In my experience, some BI projects ultimately finish as a success, but exceed budget and schedule targets and fall short of functional goals along the way. On projects like this, somewhere in the midst of report development, things get sticky and tasks fall behind schedule as the team runs into unexpected complexities.
There are many reasons that reporting projects can fall behind. They can fall into the traps common to any application development project. Widely cited studies (two linked here) say two thirds of application projects suffer due to poor planning, lack of executive support, and inadequate requirements definition. But I’ve seen a different pattern on reporting projects that can cause them to fall short of schedule, budget, and functional targets even when proper planning, support, and requirements are in place.
Well, maybe not the requirements part. The challenge with requirements for reporting is that accurate estimates depend on in-depth understanding of source data. Quite often, data design in the source system is somehow adequate for the operational purpose but difficult to use for reporting. Planners typically set reporting project schedules when high level requirements are fleshed out but significant research on source data remains to be done. Then, the unknowns in those source data details come back to bite the project; the schedule starts slipping and the team finds that some objectives are unreasonable given limitations in source data.
Here are just a few common examples of unexpected source data problems that I’ve experienced on reporting projects:
- Source system data retention differences: Operational systems like payroll, purchasing, inventory, or accounts receivable tend to maintain just sufficient historical data to support the time horizon required for the operational process. If a reporting system needs, say, 10 years history, but its three source systems only maintain records for 7, 5, and 3 years respectively, then the need for 10 years history will go unmet.
- Inconsistencies in historical data: Even if historical data in a given source system goes back X years, there’s no guarantee that it is consistent year to year. Changes over time in organizational policy or government regulation can mean that the same source data element can change its meaning over time. Think about those footnotes in annual reports explaining why a given measure jumps X percent in a given quarter.
- Codes and qualifiers that aren’t mutually exclusive: Sometimes codes and qualifiers in operational systems become complex over time in a way that makes them difficult to use in reporting. I was auditing a database for a large and prosperous company and it turned out that in one circumstance a given column could be the name of a nurse and in another case the same column held the age of a pet. In another situation a “transaction type” had values that likewise meant different things in different contexts, but also sometimes values “1” or “3” meant the same thing and sometimes they didn’t.
- Summary data recorded as the system of record that is inconsistent with its supporting detail: I’ve seen cases where summary data is sent to the general ledger, but reporting requires additional data beyond the GL transaction. However, when you add up the amounts of the detailed transactions they don’t balance to the summary total.

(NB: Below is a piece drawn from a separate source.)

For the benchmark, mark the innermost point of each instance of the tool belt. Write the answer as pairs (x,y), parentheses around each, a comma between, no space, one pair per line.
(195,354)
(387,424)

As I recall these types of problems aren’t usually bad enough to derail most reporting projects, but they are almost always unexpected and left out of original estimates. The problem is they require unexpected labor on the part of the reporting team: research to understand the extent and nature of the problem, then development and testing of code to overcome the problem, then explanation of the time lost and, sometimes, functionality that can’t be delivered.

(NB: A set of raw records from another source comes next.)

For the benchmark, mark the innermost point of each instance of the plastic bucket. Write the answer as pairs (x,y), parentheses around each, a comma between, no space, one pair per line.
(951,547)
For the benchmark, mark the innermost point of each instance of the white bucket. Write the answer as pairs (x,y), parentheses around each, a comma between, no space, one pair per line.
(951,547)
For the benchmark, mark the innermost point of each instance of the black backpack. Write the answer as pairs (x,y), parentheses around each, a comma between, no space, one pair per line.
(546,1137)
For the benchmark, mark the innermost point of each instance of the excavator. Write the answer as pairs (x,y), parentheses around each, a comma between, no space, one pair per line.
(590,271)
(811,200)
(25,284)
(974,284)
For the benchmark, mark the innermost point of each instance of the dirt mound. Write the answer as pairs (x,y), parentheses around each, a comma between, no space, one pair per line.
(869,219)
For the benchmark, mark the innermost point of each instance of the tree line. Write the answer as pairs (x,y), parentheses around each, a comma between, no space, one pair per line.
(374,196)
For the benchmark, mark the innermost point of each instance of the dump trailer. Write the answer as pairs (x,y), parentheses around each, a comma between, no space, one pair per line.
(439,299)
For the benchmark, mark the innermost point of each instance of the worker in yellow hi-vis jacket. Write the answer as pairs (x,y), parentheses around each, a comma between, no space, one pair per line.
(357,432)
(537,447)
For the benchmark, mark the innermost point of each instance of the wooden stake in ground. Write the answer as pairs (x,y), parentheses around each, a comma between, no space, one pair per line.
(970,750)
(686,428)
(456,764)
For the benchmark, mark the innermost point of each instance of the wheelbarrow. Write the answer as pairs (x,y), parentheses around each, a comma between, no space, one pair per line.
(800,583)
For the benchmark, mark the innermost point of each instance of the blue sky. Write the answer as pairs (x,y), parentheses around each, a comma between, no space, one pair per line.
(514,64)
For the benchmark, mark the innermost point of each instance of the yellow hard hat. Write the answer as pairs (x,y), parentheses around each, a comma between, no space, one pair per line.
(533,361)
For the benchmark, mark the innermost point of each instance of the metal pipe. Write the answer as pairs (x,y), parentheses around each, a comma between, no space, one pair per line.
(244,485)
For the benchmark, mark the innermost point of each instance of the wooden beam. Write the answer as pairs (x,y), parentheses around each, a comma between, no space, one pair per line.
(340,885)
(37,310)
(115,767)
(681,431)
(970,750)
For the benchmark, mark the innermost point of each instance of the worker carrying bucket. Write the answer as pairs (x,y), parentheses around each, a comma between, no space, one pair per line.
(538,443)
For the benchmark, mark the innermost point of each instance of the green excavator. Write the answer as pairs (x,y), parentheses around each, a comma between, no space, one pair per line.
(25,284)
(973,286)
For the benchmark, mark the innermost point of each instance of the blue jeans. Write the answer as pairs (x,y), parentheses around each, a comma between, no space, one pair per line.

The reader with data management experience will recognize that data integration is a discipline unto itself that is best part of a data warehousing or datamart development effort, and these problems are best managed as part of data integration. I couldn’t agree more, but reporting projects unsupported by warehouses and marts will persist. It is important that reporting estimates reflect the risk of the unknown in source databases, or even better defer the estimate until source data is understood in all its gory detail.